かねてより地球温暖化、オゾン層破壊、大気汚染、酸性雨、人口爆発、砂漠化などに関心がありました。10月5日サンフランシスコからの帰りに、「不都合な真実」を機内で見ました。しっかりしたデーターに基づき、ゴア氏の講演は、大きな説得力を持って迫ってくるようでした。そのパッションもびんびん伝わってきました。
これは日本では、既に上映されたようですが、全員が見るべきだ、子どもも青年も高齢者も、もちろん大人も。そして、近未来の子供たちに、安心して暮らせる地球を残していかなければならないと痛感しました。
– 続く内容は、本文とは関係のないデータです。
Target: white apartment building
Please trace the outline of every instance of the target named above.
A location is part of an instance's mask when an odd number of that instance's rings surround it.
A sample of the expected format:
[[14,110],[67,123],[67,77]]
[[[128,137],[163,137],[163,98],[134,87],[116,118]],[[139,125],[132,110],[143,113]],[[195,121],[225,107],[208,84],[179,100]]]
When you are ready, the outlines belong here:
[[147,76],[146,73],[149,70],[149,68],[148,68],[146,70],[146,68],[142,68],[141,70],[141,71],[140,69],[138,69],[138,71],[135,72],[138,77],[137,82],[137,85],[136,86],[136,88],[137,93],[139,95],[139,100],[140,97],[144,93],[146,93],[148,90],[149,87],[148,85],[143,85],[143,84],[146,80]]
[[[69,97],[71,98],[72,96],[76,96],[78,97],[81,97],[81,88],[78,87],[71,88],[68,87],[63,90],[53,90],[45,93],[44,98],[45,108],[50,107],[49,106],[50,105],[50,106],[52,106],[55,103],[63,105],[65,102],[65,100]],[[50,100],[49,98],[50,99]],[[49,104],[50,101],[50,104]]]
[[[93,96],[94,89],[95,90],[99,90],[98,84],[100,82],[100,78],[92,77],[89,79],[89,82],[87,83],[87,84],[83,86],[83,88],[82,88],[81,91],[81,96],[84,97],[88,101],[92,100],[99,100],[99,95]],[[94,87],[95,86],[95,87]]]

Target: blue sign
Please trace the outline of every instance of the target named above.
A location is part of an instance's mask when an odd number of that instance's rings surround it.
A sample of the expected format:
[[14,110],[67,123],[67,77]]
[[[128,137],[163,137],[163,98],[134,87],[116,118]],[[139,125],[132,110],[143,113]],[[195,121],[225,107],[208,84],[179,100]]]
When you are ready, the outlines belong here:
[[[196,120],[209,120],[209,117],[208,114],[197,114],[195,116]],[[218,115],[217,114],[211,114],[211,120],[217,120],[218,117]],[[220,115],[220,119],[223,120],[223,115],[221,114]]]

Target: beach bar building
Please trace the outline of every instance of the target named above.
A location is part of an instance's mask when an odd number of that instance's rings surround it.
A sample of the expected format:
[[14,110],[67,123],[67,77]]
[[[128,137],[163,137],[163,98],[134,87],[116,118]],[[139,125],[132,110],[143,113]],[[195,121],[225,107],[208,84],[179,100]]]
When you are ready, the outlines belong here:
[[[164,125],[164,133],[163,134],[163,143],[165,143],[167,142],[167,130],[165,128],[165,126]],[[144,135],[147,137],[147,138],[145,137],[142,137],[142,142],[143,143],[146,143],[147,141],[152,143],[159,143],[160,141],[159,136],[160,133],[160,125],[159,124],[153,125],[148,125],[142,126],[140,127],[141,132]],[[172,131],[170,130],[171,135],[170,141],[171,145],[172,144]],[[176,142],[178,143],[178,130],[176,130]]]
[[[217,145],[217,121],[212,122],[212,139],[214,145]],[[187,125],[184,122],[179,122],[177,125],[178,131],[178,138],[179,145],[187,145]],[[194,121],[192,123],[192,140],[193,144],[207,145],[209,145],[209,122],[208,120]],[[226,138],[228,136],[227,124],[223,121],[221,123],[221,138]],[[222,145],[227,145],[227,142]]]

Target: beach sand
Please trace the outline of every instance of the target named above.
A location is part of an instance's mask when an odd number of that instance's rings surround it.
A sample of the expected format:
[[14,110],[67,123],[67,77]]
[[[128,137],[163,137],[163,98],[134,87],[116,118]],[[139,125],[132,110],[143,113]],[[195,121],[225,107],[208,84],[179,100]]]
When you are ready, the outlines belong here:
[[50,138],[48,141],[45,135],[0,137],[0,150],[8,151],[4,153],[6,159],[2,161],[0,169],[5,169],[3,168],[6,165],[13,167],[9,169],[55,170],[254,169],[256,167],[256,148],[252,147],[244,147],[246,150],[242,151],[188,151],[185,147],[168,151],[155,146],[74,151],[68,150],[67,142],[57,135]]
関心を持ちながらも自分は具体的に何をすることが出来ているかを問う時、全く出来ていない自分を発見します。しかし、「大河の一滴」でも出来ることから心がけようと、機内で地球の安全を祈った次第です。
これはまだDVDにはなっていないのでしょうか。

投稿: 榊原 寛 | 2006年10月18日 (水) 20時19分

この問題について、関心を持つ機会があまりにも少ないと思います。
生活に深刻な影響を及ぼす状況にならないと行動を起こさない人が
ほとんどだと思います。私もその一人だと思います。機会を作る事
にまず全力を尽くすことだと思います。